Abstract This work examines the rotational–translational equilibrium in non-thermal, argon-based plasmas at atmospheric pressure. In particular, rotational temperatures (T rot) and neutral gas temperatures (T g) are compared along the axis of plasma columns sustained by either radiofrequency (RF) or microwave (MW) electromagnetic fields. Water vapours or N2 admixtures are added to the high-purity argon plasmas to record the rotational temperatures from the emission spectra of either the OH(A2Σ + − X2Π i ) or the N2 +(B2Σ u + − X2Σ g + ) rovibrational systems. T g values are also deduced from the line broadening of selected Ar emission lines using an hyperfine spectrometer. In the MW Ar/H2O plasma, T g decreases from ∼2100 K close to the wave launcher to ∼1600 K near the end of the plasma column, while T rot is mostly constant in the 1500 K range. In presence of N2 admixtures instead of water vapours, T g is higher by about 300 K (from ∼2400 K to ∼1900 K), while T rot decreases from ∼3200 K to ∼2750 K along the plasma column.
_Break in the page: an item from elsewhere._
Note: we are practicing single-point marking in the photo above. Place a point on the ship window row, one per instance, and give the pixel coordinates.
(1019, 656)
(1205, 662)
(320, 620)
A discrepancy between T g and T rot is also observed in the much colder RF plasmas with T g ∼ 400 K and T rot ∼ 515 K. Such departure from the rotational–translational equilibrium in both plasmas is ascribed to the influence of electrons competing with neutrals to impose their own temperature on the distribution of rotational levels of both ground and excited states.